Cemex Latin American Holdings - February 2019


Cemex Latin American Holdings saw turnover recover by 5.4 per cent to US$14,374.6m, and to virtually the same level it had two years previously, but EBITDA was 0.6 per cent lower at US$2557.9m, with the margin coming down from 5.6 to 5.2 per cent. The trading profit deteriorated by 6.9 per cent to US$1420.5m and after a 64 per cent decline in financial expenses to US$63.6m and other items, the pretax profit recovered by 11 per cent to US$805.3m. After tax and minorities, the net attributable profit was 32.6 per cent higher at US$543.4m. The net debt was 8.7 per cent lower at US$805m.

The cement volume declined by 6.8 per cent to 6.65Mt and domestic deliveries of grey cement came down by 6.2 per cent to 5.86Mt. Aggregates shipments were 10.3 per cent lower at 6.26Mt and ready-mixed concrete deliveries down by 10.5 per cent to 2.60Mm³. The number of employees declined by a further 5.4 per cent to 4067.

In Colombia, the biggest single market, turnover declined by 7.4 per cent to US$524m and EBITDA dropped by a further 15.9 per cent, following the 47.3 per cent the previous day, to US$95m. Domestic cement deliveries were again six per cent lower but showed a four per cent recovery in the final quarter. Aggregates shipments fell by 14 per cent and ready-mixed concrete deliveries came down by 11 per cent. The price of cement recovered by a marginal two per cent in local currency and by one per cent in US dollar terms. Aggregates prices were stable and also in ready-mixed concrete. 

In Panama turnover declined by 17 per cent to US$222m and EBDITA came down by 41 per cent to US$64m. Domestic cement deliveries came down by 18 per cent recovery, again with a weaker the final quarter. The cement operations also had to deal with a strike among construction workers. Aggregates shipments declined by eight per cent in the year and rose to 10 per cent in the final quarter with prices up by one per cent over the year, but by eight per cent in the final quarter. Ready-mixed concrete deliveries were 15 per cent lower over the period, but by a more modest four per cent lower in the final quarter with the average price being off by seven per cent.

In Costa Rica the turnover eased by seven per cent to US$139m while EBITDA declined by 15 per cent to US$45m and the margin declined from 35.7 per cent to 30 per cent. Domestic cement deliveries were ahead by one per cent, but the price in US dollar terms was lower, more notably so in dollar terms. Aggregates shipments were ahead by a further nine per cent, but the average price claimed by just over 11 per cent, while ready-mixed concrete deliveries improved by eight per cent and prices improved by five per cent. 

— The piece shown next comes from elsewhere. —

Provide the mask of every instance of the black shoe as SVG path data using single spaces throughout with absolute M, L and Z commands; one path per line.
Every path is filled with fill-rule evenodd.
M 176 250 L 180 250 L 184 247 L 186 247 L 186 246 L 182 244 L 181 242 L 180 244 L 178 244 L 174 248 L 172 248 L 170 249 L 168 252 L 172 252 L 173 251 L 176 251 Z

Elsewhere in the region, which includes Nicaragua, Guatemala and El Salvador, turnover was four per cent lower at US$239m and EBITDA came off by 15 per cent to US$74m. Cement volumes declined by two per cent but rose by four per cent in the final quarter, while prices were again broadly stable. Aggregates volumes declined by 23 per cent following the previous year’s sharp rise while prices were again lower, while ready-mixed concrete volumes were just one per cent down, while prices were just somewhat lower.